Unanimity in Hailing Heroes

Having said all that, it is a matter for regret that unlike in the Hudson River plane crash when the media and all US citizens were unanimous in showering praise on the heroes,

there is no such unanimity when it comes to our own war heroes who have given new hope that Sri Lanka would henceforth be a better place to live in, than in the past. Fortunately, the misguided few with selfish interests who still prefer to undermine the war effort are only an insignificant minority.

Fact and Fiction

Digressing a bit, I must say that being an avid reader, it was not long ago that I read Nihal de Silva’s "The Road from Elephant Pass". Not infrequently, I get down to reading a good book for the second time. When I first read the book a few years ago, I enjoyed it very much. But I was not familiar with the names of some villages, towns and other landmarks mentioned by the author. Having followed progress of the war on a daily basis, I now know a little more about the places mentioned. That’s what makes a re-read even more interesting.
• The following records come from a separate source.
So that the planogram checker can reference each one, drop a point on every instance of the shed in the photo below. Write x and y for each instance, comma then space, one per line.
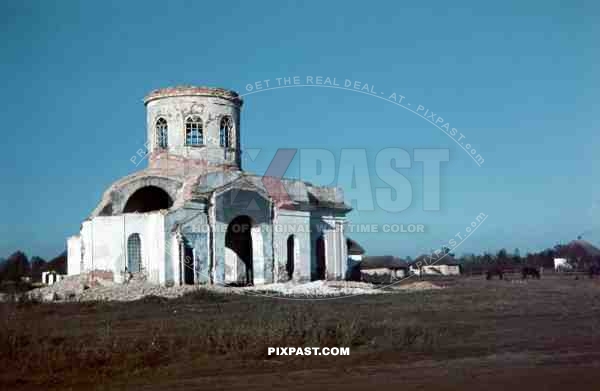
432, 265
382, 269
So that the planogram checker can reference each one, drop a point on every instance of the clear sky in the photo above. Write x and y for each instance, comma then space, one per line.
518, 79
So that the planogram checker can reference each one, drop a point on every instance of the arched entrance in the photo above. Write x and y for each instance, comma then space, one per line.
134, 253
238, 238
148, 199
320, 258
289, 267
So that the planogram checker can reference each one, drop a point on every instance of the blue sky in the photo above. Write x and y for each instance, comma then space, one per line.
518, 79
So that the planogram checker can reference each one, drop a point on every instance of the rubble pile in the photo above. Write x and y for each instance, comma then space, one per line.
86, 287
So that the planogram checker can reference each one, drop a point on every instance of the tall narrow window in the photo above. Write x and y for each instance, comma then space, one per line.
162, 133
193, 131
134, 253
225, 132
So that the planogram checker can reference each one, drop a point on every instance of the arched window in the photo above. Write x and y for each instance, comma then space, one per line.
162, 133
134, 253
290, 257
193, 131
225, 132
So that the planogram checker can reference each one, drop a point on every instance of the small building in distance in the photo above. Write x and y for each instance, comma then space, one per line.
355, 255
577, 254
444, 265
383, 269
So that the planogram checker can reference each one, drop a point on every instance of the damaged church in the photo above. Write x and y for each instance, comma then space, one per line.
193, 216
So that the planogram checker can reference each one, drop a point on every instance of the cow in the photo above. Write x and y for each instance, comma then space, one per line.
529, 271
494, 272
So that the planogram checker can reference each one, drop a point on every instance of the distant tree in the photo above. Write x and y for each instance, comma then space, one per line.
502, 258
15, 267
516, 258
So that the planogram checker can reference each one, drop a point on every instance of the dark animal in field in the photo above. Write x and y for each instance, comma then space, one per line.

The author Nihal who himself was a victim of terrorism, met with his tragic death in the Wilpattu Wildlife Park. Ironically, his story is also set mainly in the Wilpattu jungles through which a young army officer had to accompany an informant on their treacherous journey from Elephant Pass to Colombo to meet the Director of Military Intelligence at Army Headquarters. Captain Vasantha who eventually develops a relationship with his female charge Kamala, in the course of conversation, talks about how the war could be won and terrorism defeated, if only the fighting forces had good leadership and political backing. Nihal had been almost prophetic even when writing fiction. We now know how the above factors have helped in making the turn around in the real situation.

Old War and the New

The quarter century old war that has ravaged our country all these years seems to be finally ending. But it is not over yet. As expressed in many quarters, a military victory should be followed by a war of a different sort – to win the hearts and minds of minorities, especially the Tamils. There will be many obstacles especially when it comes to meaningful implementation of a genuine devolution package and proper power sharing. But unlike those that prolonged and prevented an early end to the old war, these obstacles can be overcome through discussion and dialogue. It is heartening to note that this new war has begun even while the old war is in its concluding stages. It is only when this new war has been won that total victory over terrorism can be achieved and declared. The day that happens, though far removed from the posh surroundings of the Hudson River and Manhattan, little Sri Lanka will hit the headlines in world media as a country that has achieved the rare distinction of eradicating terrorism from the country.